Menzies Institute for Medical Research, University of Tasmania, Hobart, Australia.
School of Medicine, University of Tasmania, Hobart, Australia.
Metab Syndr Relat Disord. 2023 Oct;21(8):460-467. doi: 10.1089/met.2023.0007. Epub 2023 Aug 9.

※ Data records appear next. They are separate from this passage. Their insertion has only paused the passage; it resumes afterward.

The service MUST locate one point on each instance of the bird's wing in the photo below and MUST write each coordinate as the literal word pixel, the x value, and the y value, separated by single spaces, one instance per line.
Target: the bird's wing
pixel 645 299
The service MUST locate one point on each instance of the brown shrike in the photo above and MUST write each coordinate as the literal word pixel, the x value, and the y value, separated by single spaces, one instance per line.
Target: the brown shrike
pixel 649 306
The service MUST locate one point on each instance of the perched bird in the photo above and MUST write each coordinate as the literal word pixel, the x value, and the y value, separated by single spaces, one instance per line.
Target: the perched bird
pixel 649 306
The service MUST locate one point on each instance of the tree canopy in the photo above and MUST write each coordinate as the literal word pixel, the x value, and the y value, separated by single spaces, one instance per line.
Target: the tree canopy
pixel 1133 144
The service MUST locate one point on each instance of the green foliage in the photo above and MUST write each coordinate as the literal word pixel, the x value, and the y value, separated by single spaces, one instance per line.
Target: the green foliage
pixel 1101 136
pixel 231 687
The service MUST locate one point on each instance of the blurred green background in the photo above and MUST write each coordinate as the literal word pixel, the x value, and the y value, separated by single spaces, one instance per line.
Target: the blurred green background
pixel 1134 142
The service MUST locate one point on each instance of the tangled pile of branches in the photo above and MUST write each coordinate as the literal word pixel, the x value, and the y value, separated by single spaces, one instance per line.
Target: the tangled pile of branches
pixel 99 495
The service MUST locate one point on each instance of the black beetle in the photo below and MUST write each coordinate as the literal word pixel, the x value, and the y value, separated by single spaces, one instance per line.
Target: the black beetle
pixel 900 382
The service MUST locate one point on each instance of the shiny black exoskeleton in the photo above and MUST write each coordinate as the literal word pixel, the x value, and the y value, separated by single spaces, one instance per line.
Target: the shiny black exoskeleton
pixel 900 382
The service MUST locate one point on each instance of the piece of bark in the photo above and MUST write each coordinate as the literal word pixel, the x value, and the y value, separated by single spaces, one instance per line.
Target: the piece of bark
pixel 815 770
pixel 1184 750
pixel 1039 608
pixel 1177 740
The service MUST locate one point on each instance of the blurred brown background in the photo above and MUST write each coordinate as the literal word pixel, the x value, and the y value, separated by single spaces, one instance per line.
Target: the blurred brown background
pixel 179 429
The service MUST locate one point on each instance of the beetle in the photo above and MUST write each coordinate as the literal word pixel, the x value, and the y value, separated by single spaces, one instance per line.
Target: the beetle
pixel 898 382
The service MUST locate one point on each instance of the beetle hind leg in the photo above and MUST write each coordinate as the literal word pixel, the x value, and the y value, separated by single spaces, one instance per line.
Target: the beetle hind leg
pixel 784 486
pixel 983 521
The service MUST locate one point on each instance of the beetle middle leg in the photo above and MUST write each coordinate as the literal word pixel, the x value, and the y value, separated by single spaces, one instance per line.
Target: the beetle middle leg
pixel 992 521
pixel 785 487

Relationships between metabolic syndrome (MetS), inflammation, and chronic kidney disease (CKD) have been reported, but long-term follow-up studies are limited. This study aimed to investigate whether MetS and C-reactive protein (CRP) from young adulthood associated with the risk of subclinical kidney damage (SKD), a surrogate measure for CKD, in mid-adulthood. One thousand fifteen participants from the Childhood Determinants of Adult Health study aged 26-36 years at baseline (2004-2006) were followed up at age 36-49 (2014-2019). Log-binomial regression was used to determine whether MetS and high CRP in young adulthood and from young to mid-adulthood predicted the risk of SKD (an estimated glomerular filtration rate [eGFR] of 30-60 mL/min/1.73 m or an eGFR >60 mL/min/1.73 m with a urine albumin-creatinine ratio ≥2.5 mg/mmol [males] or ≥3.5 mg/mmol [females]) in midlife. Having MetS in young adulthood was associated with an increased risk of SKD in midlife (adjusted relative risk [aRR] = 2.67, 95% confidence interval [CI]: 1.24-5.76). Participants with MetS and high CRP as young adults had a greater risk of having SKD in midlife (aRR = 4.27, 95% CI: 1.61-11.30) compared with those without MetS and high CRP. Furthermore, for participants with persistent MetS, the aRR of SKD in midlife was 4.08 (95% CI: 1.84-9.05) compared with those without MetS from young to mid-adulthood. No significant associations were found between CRP in young adulthood, or change in CRP from young to mid-adulthood, and SKD in midlife. MetS in young adulthood, with and without high CRP, and persistent MetS were associated with an increased risk of SKD in middle midlife.
代谢综合征(MetS)、炎症和慢性肾脏病(CKD)之间的关系已被报道,但长期随访研究有限。本研究旨在探讨年轻成年时的 MetS 和 C 反应蛋白(CRP)是否与中年时亚临床肾脏损害(SKD)的风险相关,SKD 是 CKD 的替代指标。在基线(2004-2006 年)时年龄为 26-36 岁的来自儿童决定成人健康研究的 1105 名参与者,在中年(2014-2019 年)时进行了随访。使用对数二项式回归来确定年轻成年时的 MetS 和高 CRP,以及年轻到中年时的 CRP 变化是否预测了中年时 SKD 的风险(估算肾小球滤过率[eGFR]为 30-60 mL/min/1.73 m 或 eGFR>60 mL/min/1.73 m 但尿白蛋白/肌酐比值≥2.5 mg/mmol [男性]或≥3.5 mg/mmol [女性])。 年轻成年时患有 MetS 与中年时 SKD 的风险增加相关(调整后的相对风险[aRR] = 2.67,95%置信区间[CI]:1.24-5.76)。与年轻成年时没有 MetS 和高 CRP 的参与者相比,同时患有 MetS 和高 CRP 的参与者中年时发生 SKD 的风险更高(aRR = 4.27,95% CI:1.61-11.30)。此外,对于持续患有 MetS 的参与者,中年时 SKD 的 aRR 为 4.08(95% CI:1.84-9.05),而从年轻到中年时没有 MetS 的参与者则为 4.08。年轻成年时的 CRP 或从年轻到中年时 CRP 的变化与中年时的 SKD 之间没有显著关联。 年轻成年时的 MetS,无论是否伴有高 CRP,以及持续的 MetS,与中年时 SKD 的风险增加相关。